The same can’t be said for any current or near-future computer, not even for the silicon beast machine described above.
The point is that the processes of physiological regulation that underpin consciousness and selfhood in the beast machine theory are bootstrapped from fundamental life processes that apply all the way down.
In this view, life, rather than information processing, is what sparks the fire of consciousness.
Review of Ex Machina and the Turing test.
In Ex Machina, a more advanced version of the Turing test is to show a person that Ava is a robot and to see if they feel that she has consciousness in spite of being a robot.
This game transforms the Turing test from a test of intelligence into a test of consciousness.
Review of the uncanny valley, GANs, ethics of AI, Westworld.
And then comes the possibility of true machine consciousness.
Whether by design or not, introducing new forms of subjective experience into the world is a problem that we’ve never faced.
Imagine a system subject to an entirely new form of suffering, one that we have no equivalent or conception of in the human realm.
Maybe it’ll be biotechnology, rather than AI, that brings us closest to synthetic consciousness.
Some people are captivated by the Singularity, the point when AI bootstraps itself beyond our understanding and outside our control.
In a post-Singularity world, us carbon-based life forms will be left far behind, our moment in the sun over and done.
The beast machine theory challenges this narrative because it argues that the entirety of consciousness comes from, and not in spite of, our nature as self-sustaining biological organisms that care about their own existence.
Our quest to understand consciousness places us more within nature and not further apart from it.
Epilogue
The old joke that a brain transplant is the only operation for which it’s better to be the donor than the recipient.
The core of the real problem approach to consciousness is to accept that consciousness exists, and then ask how the various properties of consciousness relate to properties of brains.
E.g. Correlate patterns of brain activity to types of conscious experiences.
The challenge is to build increasingly sturdy explanatory bridges between mechanism and phenomenology.
E.g. Explaining, predicting, and controlling phenomenology.
Similar to the strategy we used to understand life, by breaking it down into properties and then accounting for each in terms of their underlying mechanisms, we can apply the same strategy to understand consciousness.
Review of conscious level, content, and self.

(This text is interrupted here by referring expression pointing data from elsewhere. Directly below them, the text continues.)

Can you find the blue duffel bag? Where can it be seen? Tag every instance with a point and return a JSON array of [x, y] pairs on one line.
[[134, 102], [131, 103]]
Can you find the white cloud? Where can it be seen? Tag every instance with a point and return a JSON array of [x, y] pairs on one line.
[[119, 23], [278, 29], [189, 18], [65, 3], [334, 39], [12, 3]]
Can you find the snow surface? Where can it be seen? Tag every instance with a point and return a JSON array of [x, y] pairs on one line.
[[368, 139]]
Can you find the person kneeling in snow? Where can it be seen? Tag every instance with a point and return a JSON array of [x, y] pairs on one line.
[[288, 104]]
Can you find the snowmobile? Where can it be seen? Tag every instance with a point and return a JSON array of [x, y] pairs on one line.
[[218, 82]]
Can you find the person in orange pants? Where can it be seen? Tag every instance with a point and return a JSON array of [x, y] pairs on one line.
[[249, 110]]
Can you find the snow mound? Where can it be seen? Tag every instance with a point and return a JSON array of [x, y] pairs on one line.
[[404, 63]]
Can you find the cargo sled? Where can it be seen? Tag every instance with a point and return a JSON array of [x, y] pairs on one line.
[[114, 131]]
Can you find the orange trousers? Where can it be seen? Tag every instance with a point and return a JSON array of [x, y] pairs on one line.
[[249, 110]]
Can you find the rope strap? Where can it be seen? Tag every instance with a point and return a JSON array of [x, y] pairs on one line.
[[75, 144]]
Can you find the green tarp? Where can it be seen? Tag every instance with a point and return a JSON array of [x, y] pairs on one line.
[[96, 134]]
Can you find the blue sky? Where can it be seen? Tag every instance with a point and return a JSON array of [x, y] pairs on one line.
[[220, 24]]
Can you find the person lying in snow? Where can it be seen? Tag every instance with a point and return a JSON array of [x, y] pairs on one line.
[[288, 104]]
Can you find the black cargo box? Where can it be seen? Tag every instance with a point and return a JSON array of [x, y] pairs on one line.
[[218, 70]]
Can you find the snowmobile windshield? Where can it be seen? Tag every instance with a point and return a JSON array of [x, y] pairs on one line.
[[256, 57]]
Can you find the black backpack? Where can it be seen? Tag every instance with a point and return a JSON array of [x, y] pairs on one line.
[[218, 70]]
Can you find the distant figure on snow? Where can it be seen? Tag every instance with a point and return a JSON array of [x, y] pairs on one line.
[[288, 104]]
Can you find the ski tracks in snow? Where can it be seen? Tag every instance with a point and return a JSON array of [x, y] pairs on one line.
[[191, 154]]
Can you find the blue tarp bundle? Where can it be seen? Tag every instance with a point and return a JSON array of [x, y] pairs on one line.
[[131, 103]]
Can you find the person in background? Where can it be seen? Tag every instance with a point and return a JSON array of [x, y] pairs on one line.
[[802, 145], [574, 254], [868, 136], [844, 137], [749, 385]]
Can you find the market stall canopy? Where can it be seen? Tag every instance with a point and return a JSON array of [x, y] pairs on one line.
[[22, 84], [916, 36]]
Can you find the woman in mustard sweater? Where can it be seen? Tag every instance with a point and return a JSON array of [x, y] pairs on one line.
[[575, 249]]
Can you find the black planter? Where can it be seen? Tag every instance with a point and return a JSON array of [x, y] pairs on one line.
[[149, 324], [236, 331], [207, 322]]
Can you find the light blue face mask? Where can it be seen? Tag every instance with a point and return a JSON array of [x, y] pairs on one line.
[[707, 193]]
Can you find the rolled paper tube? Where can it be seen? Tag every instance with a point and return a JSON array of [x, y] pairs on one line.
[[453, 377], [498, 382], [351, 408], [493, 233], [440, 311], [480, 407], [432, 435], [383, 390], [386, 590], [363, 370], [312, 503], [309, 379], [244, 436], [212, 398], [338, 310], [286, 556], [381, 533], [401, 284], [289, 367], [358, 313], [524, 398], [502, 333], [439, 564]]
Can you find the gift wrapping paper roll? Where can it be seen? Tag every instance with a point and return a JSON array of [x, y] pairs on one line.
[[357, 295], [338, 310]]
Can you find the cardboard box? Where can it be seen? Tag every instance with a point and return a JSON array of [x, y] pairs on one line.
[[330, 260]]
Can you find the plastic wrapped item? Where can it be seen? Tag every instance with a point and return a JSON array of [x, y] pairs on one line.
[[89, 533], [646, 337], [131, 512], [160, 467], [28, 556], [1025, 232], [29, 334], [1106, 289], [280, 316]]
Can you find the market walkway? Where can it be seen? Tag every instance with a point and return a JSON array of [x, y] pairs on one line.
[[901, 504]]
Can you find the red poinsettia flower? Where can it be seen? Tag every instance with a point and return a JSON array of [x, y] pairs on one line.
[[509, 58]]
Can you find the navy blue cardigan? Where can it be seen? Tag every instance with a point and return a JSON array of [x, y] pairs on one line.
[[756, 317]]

We live in a controlled hallucination which has evolved for utility and not accuracy.
Consciousness has its origins in the control and regulation of our physiological bodies.
The whole of human experience and mental life is sculpted by a deep-seated biological drive to stay alive; we perceive the world around us and within us because we’re alive.
As consciousness and life come together, consciousness and intelligence are teased apart.
The science of consciousness, of which the beast machine theory is one part, is now breaching the last remaining stronghold of human exceptionalism: the presumed specialness of our conscious minds.
Everything in conscious experience is a perception of sorts, and every perception is a kind of controlled or controlling hallucination.
E.g. Experiences of free will are perceptions, the flow of time is a perception, the sense of a three-dimensional world are aspects of perception.
What good is a science of consciousness unless it sheds new light on our individual mental lives and of the inner lives of those around us?
When the controlled hallucination of being you finally breaks down into nothingness, when oblivion isn’t an anaesthesia-induced interruption to the river of consciousness but a return to the eternity that each of us emerged from, it’s not so bad if a little mystery remains.